Volunteer GIS group aids medical mission
Fifty mapping experts will donate time and equipment to gather data that can help improve services to the poor in developing countries.
A U.S.-based state and local association is offering its expertise in geographic information systems to help the international Medical Mission Exchange provide better care to the poor in developing countries.
Exchange missionaries, who provide short- and long-term medical aid in developing countries, communicate with one another via a searchable, interactive Web site. But the list of hospitals and medical facilities to which the exchange can refer patients for specialist help is currently kept only in text-based tabular formats.

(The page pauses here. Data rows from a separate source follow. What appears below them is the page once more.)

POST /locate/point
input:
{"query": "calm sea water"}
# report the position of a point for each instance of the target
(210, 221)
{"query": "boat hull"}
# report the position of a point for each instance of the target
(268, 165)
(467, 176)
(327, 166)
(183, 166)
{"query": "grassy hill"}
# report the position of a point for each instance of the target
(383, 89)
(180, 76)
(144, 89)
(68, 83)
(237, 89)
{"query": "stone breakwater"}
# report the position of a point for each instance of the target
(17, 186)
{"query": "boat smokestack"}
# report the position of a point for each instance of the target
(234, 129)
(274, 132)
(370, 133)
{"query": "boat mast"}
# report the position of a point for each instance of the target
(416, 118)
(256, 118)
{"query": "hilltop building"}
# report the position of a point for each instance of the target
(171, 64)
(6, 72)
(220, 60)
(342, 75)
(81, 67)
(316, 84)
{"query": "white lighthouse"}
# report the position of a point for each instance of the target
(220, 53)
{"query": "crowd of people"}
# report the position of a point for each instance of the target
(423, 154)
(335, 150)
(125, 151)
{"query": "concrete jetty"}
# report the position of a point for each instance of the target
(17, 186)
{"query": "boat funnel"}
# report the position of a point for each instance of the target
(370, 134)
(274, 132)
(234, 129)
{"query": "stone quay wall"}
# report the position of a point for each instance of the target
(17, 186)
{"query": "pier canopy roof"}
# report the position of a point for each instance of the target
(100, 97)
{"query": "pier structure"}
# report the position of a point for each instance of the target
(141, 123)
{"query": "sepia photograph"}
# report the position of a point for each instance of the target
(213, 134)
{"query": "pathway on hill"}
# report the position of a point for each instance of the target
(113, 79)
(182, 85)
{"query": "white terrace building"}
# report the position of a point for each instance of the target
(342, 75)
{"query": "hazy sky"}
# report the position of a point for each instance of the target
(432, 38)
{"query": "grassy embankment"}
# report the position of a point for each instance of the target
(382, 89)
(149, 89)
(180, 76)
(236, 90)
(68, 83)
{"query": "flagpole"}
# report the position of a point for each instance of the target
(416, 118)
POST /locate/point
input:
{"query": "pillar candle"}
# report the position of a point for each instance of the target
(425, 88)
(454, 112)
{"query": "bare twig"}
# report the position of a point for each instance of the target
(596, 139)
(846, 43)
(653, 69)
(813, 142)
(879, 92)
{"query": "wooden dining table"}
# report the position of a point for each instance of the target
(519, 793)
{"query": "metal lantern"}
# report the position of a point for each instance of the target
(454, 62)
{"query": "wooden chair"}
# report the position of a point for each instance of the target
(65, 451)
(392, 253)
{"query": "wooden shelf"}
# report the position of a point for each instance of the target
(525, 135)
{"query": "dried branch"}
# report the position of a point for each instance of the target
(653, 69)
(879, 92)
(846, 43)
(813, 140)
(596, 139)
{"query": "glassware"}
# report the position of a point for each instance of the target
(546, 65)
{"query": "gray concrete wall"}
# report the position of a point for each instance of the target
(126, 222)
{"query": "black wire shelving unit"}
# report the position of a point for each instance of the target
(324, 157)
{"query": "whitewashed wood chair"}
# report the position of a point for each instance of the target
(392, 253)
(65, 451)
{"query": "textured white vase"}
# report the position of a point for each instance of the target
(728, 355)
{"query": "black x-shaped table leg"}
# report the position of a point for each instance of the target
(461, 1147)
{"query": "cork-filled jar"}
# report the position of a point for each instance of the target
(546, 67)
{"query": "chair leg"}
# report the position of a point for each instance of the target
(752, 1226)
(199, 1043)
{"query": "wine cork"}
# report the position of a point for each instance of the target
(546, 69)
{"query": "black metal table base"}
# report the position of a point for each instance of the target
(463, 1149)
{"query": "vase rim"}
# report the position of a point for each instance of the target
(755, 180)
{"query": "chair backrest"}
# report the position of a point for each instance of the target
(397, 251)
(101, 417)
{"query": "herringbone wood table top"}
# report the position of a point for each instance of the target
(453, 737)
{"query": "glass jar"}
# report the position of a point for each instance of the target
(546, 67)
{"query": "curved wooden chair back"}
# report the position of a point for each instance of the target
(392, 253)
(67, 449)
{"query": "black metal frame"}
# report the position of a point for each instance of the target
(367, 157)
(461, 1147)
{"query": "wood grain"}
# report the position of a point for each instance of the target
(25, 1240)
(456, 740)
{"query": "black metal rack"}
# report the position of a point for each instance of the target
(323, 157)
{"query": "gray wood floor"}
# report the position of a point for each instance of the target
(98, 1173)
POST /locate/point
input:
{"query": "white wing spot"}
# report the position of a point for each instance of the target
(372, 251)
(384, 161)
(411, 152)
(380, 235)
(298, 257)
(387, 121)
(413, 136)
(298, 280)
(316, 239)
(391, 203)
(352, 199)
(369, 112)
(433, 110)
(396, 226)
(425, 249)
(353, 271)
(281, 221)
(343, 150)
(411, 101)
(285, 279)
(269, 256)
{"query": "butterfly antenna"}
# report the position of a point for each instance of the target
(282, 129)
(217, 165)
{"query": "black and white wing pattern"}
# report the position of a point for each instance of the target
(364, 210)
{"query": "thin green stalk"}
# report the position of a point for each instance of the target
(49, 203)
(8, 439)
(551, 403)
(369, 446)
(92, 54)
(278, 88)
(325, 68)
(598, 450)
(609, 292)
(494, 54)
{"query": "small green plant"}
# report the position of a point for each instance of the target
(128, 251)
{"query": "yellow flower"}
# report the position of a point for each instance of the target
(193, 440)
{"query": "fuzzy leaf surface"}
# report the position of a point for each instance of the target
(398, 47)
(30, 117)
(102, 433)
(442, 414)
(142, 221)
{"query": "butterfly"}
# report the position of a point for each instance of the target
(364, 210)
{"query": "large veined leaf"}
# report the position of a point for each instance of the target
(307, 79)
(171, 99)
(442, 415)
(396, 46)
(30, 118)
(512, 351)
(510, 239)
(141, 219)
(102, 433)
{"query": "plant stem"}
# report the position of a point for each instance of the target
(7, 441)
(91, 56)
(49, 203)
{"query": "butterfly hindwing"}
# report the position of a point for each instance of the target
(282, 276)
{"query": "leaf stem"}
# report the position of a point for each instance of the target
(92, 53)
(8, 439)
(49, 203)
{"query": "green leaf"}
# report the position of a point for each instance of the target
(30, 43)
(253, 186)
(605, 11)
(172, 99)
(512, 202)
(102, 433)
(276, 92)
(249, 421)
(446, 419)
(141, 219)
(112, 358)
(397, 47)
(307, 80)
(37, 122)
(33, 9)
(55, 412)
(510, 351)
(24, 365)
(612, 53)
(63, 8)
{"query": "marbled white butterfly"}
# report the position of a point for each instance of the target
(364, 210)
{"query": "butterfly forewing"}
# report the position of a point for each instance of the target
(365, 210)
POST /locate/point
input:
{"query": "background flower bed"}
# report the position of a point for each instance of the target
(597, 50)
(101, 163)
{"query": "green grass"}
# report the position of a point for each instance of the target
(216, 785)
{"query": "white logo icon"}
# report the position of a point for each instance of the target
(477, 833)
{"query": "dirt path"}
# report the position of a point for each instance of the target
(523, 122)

It would help the missionaries if they could relate that information to maps and other spatial data to more easily see which facilities in Haiti, the Dominican Republic, Honduras and Guatemala are most accessible to patients who are often located in hard-to-reach rural areas, said Juna Papajorgi, co-chairwoman of GISCorps.
"But unlike in the U.S., where this kind of spatial data are freely distributed, it's hard to find them for these [developing] countries," she said. "They probably exist somewhere in various institutions, but it means someone has to go and find them and then piece all of the data together."
So, five members of the GISCorps are donating up to 50 hours of their own time and computing resources to find relevant images and data and put them all together into mapping system for the exchange. Later, the data will be made available on the Internet for anyone in the world to access, Papajorgi said.
The GISCorps, working under the auspices of the Urban and Regional Information Systems Association, coordinates short-term volunteer GIS services to underprivileged communities worldwide.
Beyond the time being donated by the various volunteers there's no time frame for when all of this will be completed, Papajorgi said, since it's an experimental project for GISCorps.